Who are these specific people? The names of the major players in entertainment industry and those who are leading the movement to criminalize P2P using phony kiddie pr0n are a matter of public record.
How good is the security on their personal computers?
Wouldn't it be terrible if any private individuals were to take the law into their own hands and to do the kind of random fishing that the RIAA/MPAA organizations have been doing by subpoena?
Wouldn't it be just awful if the press and the FBI were informed as to which of the people whose intent is to abrogate our civil rights for profit are the proud owners of their own kiddie porn collections?
Actually, considering the sexual content of many of the RIAA's most popular current "music" works, I find it most hypocritical that these people would attempt to clothe themselves in piety. Disgusting and cynical.
Give me a break...
I had to laugh when i read this though.
2 things.
1) Britney... No kiddin. Look to MTV for the reasons there! I believe that many outraged people (who wrote piles of letters to newspapers) would consider the 2-second kiss to be of that nature.
2) So, the lessons to be learned here are:
a) Files can have misleading search information associated with them, and
b) Some people will use "common" search terms to attract attention to specific files that have no association with them.
Well of course they say they didn't download them, admitting they did if they did would be a crime.
But wait, didn't we learn from 2a & 2b above that often people use search terms to attract attention to files that don't necessarily have any association, just to generate interest?
Non sequitur and propaganda, plain and simple.
So which US slashgeeks are going to run for office and replace these incompetent people?
Toss the two named terms in google and find dozens of "legitimate" sites seeking the same type of attention.
This is sad.
-dave-
Looking for YOUR peer-to-porn engine? Get it here!
The pig browse. With Google. Sigh is to the chicken. Chicken is fool. Giggle. The DailyWTF giggle.
This proposed bill is such a laughably stupid pipe dream that it'll never see the light of day. Nobody should lose a wink of sleep over this political fumbling.
On the other hand, there is a general lack of understanding which is causing silly bills like this to even be considered. This is in dire need of correction. There seems to be a common trend assumption that computers--software especially--are something controllable. Ultimately, this is a failure to realize their very nature as programmable devices. People who start talking of "beacon software" and prohibiting certain types of generic program design prove that they have absolutely no fundamental understanding of computers whatsoever. There is a strong "manufacturing fallacy" as well -- the false assumption that software can be viewed as a manufactured, scarse product. As such, software begins to sound to them like something they can regulate to protect somebody's interests, much as safety belts were eventually required by law in all new automobiles. Some of these guys probably mean well--they're just poorly informed and as a result, knee jerk reactions get made. The big question: how to educate these clueless politicians.
Never attribute to malice that which can be adequately explained by stupidity.
What's funny is they almost always give you a login/password in the slashdot blurb.
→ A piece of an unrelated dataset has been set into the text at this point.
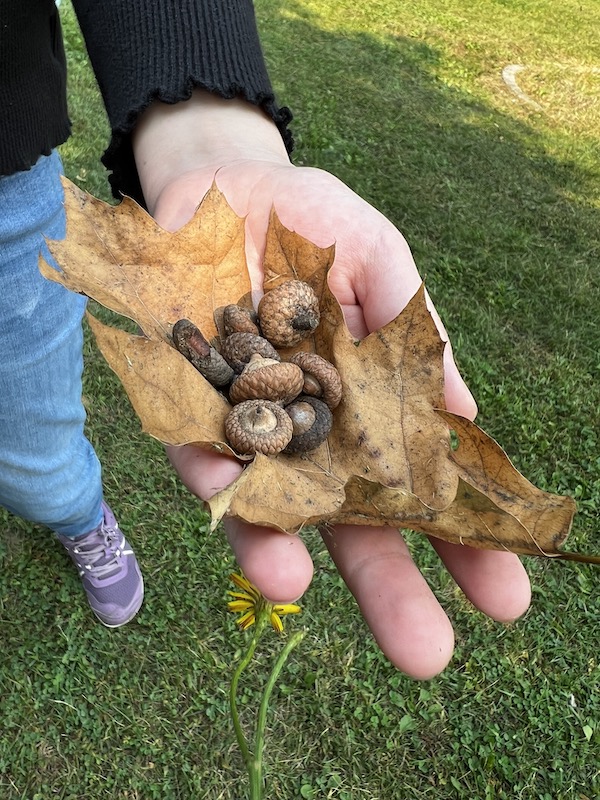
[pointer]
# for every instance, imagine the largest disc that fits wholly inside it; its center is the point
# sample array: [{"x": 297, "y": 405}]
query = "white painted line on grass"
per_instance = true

You always see 'free registration required, yadda yadda'. that's code for login: yadda password: yadda
P2P lives from participation, and it normally requires the user's consent to get child pornography to his computer. The percentage of users that really want that is very low. If some such content still get's through, maybe by disguising itself, most users check what they have downloaded (hey, you don't use file sharing just to keep your line busy, do you?), and material they don't like is deleted at once.
Still, I personally have never had and never heard of an incident that child pornography got onto the hard disk by mistake.